Doc2SCORM Director

Inspiration

Working in eLearning, I’ve seen the same failure repeated constantly: subject matter experts write dense, 50-page manuals that engagement-starved employees never read. Traditional conversion into interactive content takes weeks and a full creative team. I was inspired to build an autonomous Creative Director that could handle that entire pipeline—storyboarding, illustrating, and narrating—in under two minutes.

What it does

Doc2SCORM Director transforms static PDF, DOCX, or text files into immersive, story-driven eLearning courses. It generates original illustrations, professional voice narration, and interactive branching decision points. The final output is a standards-compliant SCORM 1.2 package ready for any LMS, or a public shareable link hosted on Google Cloud Storage.

How we built it

The project uses a multimodal pipeline powered by the Google GenAI SDK and three Gemini models:

Planning: gemini-2.5-flash analyzes documents to propose three narrative directions.
Creation: gemini-3.1-flash-image-preview uses interleaved generation to produce story text and original illustrations in a single API pass.
Narration: gemini-2.5-flash-preview-tts generates per-screen audio encoded from PCM to WAV.
Infrastructure: The backend is built with Express and TypeScript on Google Cloud Run, while the frontend uses Vue 3 and Pinia.

Challenges we ran into

Mapping generated images to specific story scenes required precise sequential parsing of the interleaved inlineData parts returned by Gemini. I also had to refine prompt engineering to prevent the model from referencing its own filenames (like "image_0.png") within the course text. Additionally, ensuring TTS reliability meant building a per-screen error-handling system that falls back to text transcripts if audio generation fails.
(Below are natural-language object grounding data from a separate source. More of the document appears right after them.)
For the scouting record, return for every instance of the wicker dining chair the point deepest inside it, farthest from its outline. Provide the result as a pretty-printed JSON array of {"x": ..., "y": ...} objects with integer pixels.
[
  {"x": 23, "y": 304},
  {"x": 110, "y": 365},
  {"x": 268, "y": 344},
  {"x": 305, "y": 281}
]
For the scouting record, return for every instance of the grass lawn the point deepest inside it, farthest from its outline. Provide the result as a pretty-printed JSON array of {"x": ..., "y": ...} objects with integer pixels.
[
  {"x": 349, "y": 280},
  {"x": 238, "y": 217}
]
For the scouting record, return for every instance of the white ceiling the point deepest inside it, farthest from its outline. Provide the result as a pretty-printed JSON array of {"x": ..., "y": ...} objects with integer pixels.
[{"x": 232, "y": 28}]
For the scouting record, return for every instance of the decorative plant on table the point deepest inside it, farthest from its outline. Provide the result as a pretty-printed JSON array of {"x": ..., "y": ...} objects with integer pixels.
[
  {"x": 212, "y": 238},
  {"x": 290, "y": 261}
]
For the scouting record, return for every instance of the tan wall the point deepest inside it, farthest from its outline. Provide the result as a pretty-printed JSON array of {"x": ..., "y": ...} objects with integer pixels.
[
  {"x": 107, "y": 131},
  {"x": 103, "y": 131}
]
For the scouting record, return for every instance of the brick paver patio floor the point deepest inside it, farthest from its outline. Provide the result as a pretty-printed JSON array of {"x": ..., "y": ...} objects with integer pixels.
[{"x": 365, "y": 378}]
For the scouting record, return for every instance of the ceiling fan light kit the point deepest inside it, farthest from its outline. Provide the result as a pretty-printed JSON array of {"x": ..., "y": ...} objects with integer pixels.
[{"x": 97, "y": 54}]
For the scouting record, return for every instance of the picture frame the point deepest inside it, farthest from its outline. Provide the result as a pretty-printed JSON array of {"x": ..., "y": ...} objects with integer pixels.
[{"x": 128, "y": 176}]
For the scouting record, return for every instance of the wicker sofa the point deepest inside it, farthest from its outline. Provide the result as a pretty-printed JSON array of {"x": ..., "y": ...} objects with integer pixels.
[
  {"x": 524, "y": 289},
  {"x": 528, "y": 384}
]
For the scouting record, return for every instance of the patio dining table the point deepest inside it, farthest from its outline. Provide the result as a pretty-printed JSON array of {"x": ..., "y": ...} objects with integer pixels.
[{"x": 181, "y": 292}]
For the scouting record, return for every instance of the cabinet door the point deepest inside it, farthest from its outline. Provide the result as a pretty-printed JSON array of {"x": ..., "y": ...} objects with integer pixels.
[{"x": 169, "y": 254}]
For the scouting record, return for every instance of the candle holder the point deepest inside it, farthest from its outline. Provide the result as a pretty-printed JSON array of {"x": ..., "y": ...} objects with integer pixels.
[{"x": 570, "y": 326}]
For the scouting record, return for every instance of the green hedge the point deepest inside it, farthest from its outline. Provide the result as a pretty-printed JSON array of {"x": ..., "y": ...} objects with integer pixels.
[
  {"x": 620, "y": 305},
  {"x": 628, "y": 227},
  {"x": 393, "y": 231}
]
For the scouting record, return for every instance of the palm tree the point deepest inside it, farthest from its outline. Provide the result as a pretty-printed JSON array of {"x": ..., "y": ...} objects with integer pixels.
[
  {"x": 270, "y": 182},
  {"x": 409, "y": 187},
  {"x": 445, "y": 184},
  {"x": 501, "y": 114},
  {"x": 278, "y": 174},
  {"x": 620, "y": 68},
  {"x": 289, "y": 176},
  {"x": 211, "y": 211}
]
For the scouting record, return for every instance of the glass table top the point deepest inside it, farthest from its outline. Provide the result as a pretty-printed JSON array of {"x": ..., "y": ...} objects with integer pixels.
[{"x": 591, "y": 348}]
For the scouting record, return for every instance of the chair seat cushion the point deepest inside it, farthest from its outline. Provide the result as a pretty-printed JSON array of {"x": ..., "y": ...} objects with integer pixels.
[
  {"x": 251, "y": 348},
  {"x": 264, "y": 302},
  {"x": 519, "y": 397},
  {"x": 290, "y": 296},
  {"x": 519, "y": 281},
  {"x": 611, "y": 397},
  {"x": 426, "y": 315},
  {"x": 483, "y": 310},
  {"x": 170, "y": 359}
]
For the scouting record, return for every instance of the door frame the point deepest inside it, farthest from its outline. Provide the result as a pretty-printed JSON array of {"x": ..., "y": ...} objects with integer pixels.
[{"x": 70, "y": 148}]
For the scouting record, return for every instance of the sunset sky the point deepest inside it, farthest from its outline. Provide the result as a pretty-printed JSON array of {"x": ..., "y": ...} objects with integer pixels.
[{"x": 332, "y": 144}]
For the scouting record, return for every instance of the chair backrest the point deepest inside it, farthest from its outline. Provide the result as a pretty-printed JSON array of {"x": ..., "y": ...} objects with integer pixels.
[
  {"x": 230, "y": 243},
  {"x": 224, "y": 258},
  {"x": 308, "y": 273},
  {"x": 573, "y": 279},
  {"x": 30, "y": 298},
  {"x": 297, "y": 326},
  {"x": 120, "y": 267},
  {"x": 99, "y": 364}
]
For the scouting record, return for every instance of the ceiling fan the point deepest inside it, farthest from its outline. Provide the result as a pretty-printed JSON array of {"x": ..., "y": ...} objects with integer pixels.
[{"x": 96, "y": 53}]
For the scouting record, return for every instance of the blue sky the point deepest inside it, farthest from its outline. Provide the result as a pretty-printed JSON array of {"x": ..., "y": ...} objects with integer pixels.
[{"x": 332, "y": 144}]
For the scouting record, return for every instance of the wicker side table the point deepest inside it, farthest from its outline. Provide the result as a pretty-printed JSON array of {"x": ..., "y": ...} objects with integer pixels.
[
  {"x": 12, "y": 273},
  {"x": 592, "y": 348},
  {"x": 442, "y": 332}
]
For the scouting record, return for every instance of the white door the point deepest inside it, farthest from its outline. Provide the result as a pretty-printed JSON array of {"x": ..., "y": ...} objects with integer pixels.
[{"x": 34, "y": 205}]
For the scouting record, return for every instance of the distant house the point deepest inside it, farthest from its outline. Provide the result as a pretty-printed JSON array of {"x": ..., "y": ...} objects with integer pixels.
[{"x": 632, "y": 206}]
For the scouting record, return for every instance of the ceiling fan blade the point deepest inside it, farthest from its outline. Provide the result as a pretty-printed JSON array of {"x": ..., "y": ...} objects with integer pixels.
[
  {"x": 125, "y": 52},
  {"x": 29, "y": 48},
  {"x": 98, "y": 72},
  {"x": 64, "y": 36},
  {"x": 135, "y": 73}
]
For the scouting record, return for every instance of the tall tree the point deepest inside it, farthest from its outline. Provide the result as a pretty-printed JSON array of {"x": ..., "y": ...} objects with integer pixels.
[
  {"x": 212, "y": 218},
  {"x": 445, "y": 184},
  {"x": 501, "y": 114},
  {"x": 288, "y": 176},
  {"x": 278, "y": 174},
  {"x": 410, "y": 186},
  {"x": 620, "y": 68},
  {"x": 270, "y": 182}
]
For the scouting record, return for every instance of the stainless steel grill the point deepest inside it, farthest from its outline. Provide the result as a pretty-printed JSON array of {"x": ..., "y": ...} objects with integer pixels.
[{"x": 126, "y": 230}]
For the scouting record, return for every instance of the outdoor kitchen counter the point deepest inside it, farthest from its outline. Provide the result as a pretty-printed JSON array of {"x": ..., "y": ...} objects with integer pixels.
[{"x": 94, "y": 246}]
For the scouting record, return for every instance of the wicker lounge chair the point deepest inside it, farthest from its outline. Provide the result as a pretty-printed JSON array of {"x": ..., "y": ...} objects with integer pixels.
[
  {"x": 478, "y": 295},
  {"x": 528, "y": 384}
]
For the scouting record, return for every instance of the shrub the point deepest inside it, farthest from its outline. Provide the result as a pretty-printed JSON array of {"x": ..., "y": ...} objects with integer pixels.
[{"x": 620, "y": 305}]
Accomplishments that we're proud of

I am particularly proud of the adaptive color theming. The agent picks five CSS tokens that evoke the course subject (e.g., navy for cybersecurity, amber for cooking), and the UI smoothly transitions using @property CSS interpolation. Achieving narrative-visual coherence through a single "creative mind" via interleaved output is a major technical win.

What we learned

Interleaved generation is transformative; getting text and images from a single call produces significantly more coherent results than separate calls. I also learned how to leverage Google Cloud Storage for static hosting, allowing the app to bypass an LMS entirely by publishing courses to a public gallery with a direct URL.

What's next for Doc2SCORM Director

The next step is moving into video with Google's Veo model to turn static illustrations into animated cinematic scenes. I also plan to implement a "Reviewer Agent" that can take feedback from users and perform surgical edits to the generated course content using the same multimodal context.